O cineasta chinês Bi Gan retorna ao Festival de Cannes com “Resurrection”, um longa-metragem ousado, visualmente deslumbrante e repleto de simbolismos que flerta com o surreal e o onírico. Conhecido por “Long Day’s Journey Into Night” (2018), experiência quase extraterrestre no cinema que desafiava a percepção do tempo e da memória, Bi Gan agora apresenta uma obra fragmentada, nem sempre coesa, mas igualmente fascinante, que culmina em sequências visuais arrebatadoras e planos-sequência de tirar o fôlego.

“Resurrection” pode ser interpretado como uma longa noite rumo ao esclarecimento que vem com o nascer do sol — não à toa, o filme termina em uma boate chamada Sunrise. Trata-se também de uma viagem episódica pela história da China, concluindo no simbólico réveillon de 1999, momento de transição em que o país passou a adotar um capitalismo agressivo sem abandonar o conformismo político tradicional.

A narrativa se desenrola em um universo alternativo onde os seres humanos descobriram que podem viver indefinidamente — desde que não sonhem. O sonho, nesse contexto, queima a existência como uma vela acesa. Bi Gan sugere, sem afirmar, um dilema: seria essa a solução para a superpopulação?

Mas há uma exceção a essa regra: um homem que sonha.

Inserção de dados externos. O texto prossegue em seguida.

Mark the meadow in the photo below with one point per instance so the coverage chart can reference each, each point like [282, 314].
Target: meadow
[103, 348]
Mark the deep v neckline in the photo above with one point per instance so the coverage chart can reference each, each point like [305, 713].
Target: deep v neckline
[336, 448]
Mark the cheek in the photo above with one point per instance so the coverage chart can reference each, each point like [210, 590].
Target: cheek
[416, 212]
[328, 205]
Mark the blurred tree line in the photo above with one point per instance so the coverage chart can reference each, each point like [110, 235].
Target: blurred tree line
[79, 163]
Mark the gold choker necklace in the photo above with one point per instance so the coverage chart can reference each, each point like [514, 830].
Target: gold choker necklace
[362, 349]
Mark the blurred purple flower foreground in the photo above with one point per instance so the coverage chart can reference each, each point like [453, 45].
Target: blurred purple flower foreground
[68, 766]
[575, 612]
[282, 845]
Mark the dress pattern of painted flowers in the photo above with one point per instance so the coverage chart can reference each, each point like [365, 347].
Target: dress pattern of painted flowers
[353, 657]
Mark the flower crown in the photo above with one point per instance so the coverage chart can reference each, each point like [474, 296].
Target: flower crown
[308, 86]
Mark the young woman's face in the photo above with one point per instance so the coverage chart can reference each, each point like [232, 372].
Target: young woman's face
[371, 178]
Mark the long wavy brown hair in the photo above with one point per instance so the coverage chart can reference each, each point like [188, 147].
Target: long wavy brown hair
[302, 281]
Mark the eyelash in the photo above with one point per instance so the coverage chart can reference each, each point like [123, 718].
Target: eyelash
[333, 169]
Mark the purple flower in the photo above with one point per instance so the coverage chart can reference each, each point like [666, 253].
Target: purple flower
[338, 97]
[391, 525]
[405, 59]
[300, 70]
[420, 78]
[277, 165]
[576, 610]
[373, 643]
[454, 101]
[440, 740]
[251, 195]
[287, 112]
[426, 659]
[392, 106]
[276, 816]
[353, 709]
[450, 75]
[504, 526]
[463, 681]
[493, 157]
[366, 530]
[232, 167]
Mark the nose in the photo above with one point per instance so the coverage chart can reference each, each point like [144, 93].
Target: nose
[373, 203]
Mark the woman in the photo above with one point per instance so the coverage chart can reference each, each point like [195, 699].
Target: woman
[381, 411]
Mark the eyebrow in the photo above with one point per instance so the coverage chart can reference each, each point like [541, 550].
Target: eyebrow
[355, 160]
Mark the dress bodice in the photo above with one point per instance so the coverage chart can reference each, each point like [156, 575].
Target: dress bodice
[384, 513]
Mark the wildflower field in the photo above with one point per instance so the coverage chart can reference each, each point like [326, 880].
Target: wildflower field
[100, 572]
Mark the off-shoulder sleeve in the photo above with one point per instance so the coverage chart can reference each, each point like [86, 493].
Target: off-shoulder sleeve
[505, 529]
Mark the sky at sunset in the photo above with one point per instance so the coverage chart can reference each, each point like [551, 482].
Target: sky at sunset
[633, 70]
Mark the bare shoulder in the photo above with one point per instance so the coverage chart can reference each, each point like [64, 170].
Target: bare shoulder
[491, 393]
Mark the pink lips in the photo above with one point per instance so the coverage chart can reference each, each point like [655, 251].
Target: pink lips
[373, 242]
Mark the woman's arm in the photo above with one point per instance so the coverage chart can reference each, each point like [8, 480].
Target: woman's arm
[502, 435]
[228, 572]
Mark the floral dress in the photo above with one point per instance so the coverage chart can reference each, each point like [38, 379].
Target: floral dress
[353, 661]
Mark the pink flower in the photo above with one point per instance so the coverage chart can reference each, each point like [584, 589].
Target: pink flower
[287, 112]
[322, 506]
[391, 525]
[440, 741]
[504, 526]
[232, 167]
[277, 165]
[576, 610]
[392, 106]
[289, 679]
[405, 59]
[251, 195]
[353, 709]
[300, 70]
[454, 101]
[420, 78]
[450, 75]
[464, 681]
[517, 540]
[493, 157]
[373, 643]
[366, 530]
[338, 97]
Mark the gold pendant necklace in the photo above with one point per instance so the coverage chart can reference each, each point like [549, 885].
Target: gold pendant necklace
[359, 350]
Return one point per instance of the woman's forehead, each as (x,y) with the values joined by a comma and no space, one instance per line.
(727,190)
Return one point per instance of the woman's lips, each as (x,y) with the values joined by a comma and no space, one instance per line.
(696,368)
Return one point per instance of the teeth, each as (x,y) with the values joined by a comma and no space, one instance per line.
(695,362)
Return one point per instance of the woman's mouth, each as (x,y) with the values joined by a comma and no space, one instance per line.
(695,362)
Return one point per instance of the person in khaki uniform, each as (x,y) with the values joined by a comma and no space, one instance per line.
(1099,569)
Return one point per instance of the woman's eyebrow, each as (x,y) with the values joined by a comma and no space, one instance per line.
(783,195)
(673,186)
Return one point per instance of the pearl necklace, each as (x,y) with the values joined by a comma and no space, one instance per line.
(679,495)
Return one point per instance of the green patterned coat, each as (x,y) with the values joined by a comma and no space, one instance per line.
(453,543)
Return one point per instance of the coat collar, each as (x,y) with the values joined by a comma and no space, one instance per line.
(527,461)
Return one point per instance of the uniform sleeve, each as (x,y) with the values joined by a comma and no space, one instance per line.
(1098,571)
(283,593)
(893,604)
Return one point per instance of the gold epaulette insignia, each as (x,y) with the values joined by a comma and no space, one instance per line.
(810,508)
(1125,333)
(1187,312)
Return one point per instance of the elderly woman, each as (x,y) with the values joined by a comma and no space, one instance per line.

Ele é o Fantasmer, vivido por Jackson Yee — um “monstro sagrado” cuja intensa percepção de ilusões e sonhos o permite reencarnar em diferentes realidades marginais ao longo do século XX. Em sua trajetória, ele é acompanhado por uma mulher enigmática, embora não fique claro se é ela quem sonha com ele, ou se ele a imagina.

No início do século, num cenário que remete ao cinema mudo, o Fantasmer surge como uma figura pálida semelhante ao vampiro Nosferatu, cuidada por uma mulher misteriosa interpretada por Shu Qi. Durante a Segunda Guerra Mundial, ele se vê envolvido em uma briga violenta em uma loja de espelhos, evocando o clássico “A Dama de Xangai”, com direito até ao uso de um theremin. Avançando vinte anos no tempo, o protagonista aparece em um templo isolado, coberto pela neve, onde quebra uma estátua de Buda e se depara com o Espírito da Amargura.

Décadas depois, ele é um vigarista que manipula uma menina em um golpe contra um chefão local. Já no limiar do novo milênio, o Fantasmer cruza caminhos com outro mafioso, o Senhor Luo, marcando sua ascensão a uma nova dimensão — tanto na trama quanto nos recursos visuais do longa.

“Resurrection” é, acima de tudo, um enigma. Até mesmo o título levanta dúvidas: estaríamos diante de uma verdadeira ressurreição, no sentido de transformação espiritual? Ou apenas observando uma eterna metamorfose, com o Fantasmer como um astro pulsante nos confins do universo, prestes a explodir ou implodir em milhares de anos?

Talvez o objetivo do filme nem seja responder a essas perguntas. Sua essência está no mistério e nos efeitos visuais estonteantes, ainda que alguns espectadores possam se sentir desconectados — especialmente diante de recursos estilísticos inspirados no cinema mudo. Ainda assim, trata-se de uma obra de arte genuína, que instiga o olhar e o pensamento.